Mock Chicken Noodle Soup

This makes 1 large pot full. It starts with 8 quarts of water (a quart is 4 cups) and doubles, or seems to double in size when all the other ingredients are added, but it can be frozen.

First Steps:

  1. Bring enough water to a boil to boil a quart of spaghetti noodles, adding a pinch or two of salt to the water.
  2. Break spaghetti noodles three or four times and fill a quart sized container (3-4 cups).  You can break these noodles while the water is coming to a boil.
  3. Boil noodles until cooked. They do not have to be completely thoroughly cooked, because they will cook longer, but they should at least cook 3/4ths of the way done.
  4. Drain and rinse noodles with cold water.
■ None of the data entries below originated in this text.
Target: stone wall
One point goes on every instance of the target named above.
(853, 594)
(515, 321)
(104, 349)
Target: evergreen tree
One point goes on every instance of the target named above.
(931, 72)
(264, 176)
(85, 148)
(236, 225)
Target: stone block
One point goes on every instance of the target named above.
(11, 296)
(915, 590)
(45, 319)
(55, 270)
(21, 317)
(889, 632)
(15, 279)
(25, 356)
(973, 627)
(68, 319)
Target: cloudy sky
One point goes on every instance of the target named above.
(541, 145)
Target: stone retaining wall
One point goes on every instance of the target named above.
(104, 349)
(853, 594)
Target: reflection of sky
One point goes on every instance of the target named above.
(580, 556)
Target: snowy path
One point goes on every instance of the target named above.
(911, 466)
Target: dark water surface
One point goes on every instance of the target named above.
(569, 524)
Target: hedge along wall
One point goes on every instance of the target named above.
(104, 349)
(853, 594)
While spaghetti noodles are cooking, you can slice the vegetables, if they still need to be sliced. I used fresh celery and leftover diced onions and cooked carrots, but you can use all freshly prepared, too.


  • 8 quarts water
  • 3 stalks of celery, washed and sliced (or about 2-3 cups of sliced or chopped celery)
  • 1 medium to large onion, peeled, rinsed, and diced (or about 2-3 cups of diced onion)
  • 3-4 cups (about 1 quart) of sliced carrots (about 3 carrots, depending on the size, washed, peeled and sliced), raw or cooked
  • 1- 1 1/3 cup chicken-style seasoning (There may be recipes online for chicken style seasoning. I recommend a vegan kind. There’s also McKay’s, which has a vegetarian and a vegan version.
  • 1/4 cup oil
  • 3-6 Tbsp salt, maybe more or less depending on the seasoning. I used 5, because it was a low-salt seasoning.
  • 2-3 quarts of diced chicken style gluten (it’s like a veggie meat made out of gluten, you may be able to find recipes online) or diced tofu
  • spaghetti noodles, the amount of and as prepared above in “First Steps”.

To Make:

  1. Bring water and all veggies to a boil. If carrots are raw, those are included. If carrots are already cooked and are tender, add those when you add the gluten/tofu and noodles.
  2. Add chicken-style seasoning. Start with 1 cup and taste to see if it needs more.  Add oil. Stir well and taste also to see if it needs any more added salt, and start with 1 tablespoon and taste and adjust salt as necessary, adding more as necessary.
  3. Continue boiling about 10-20 minutes until veggies are tender. Stir occasionally. Check every few minutes and lower heat, if necessary, to prevent boiling over. Do not be discouraged if the soup does boil over though (it did for me). It happens, sometimes more often than others.
  4. Add gluten/tofu and  cooked spaghetti noodles (and carrots, if already cooked and tender).
  5. Continue boiling, stirring occasionally, for about 20-30 more minutes, and then it should be ready.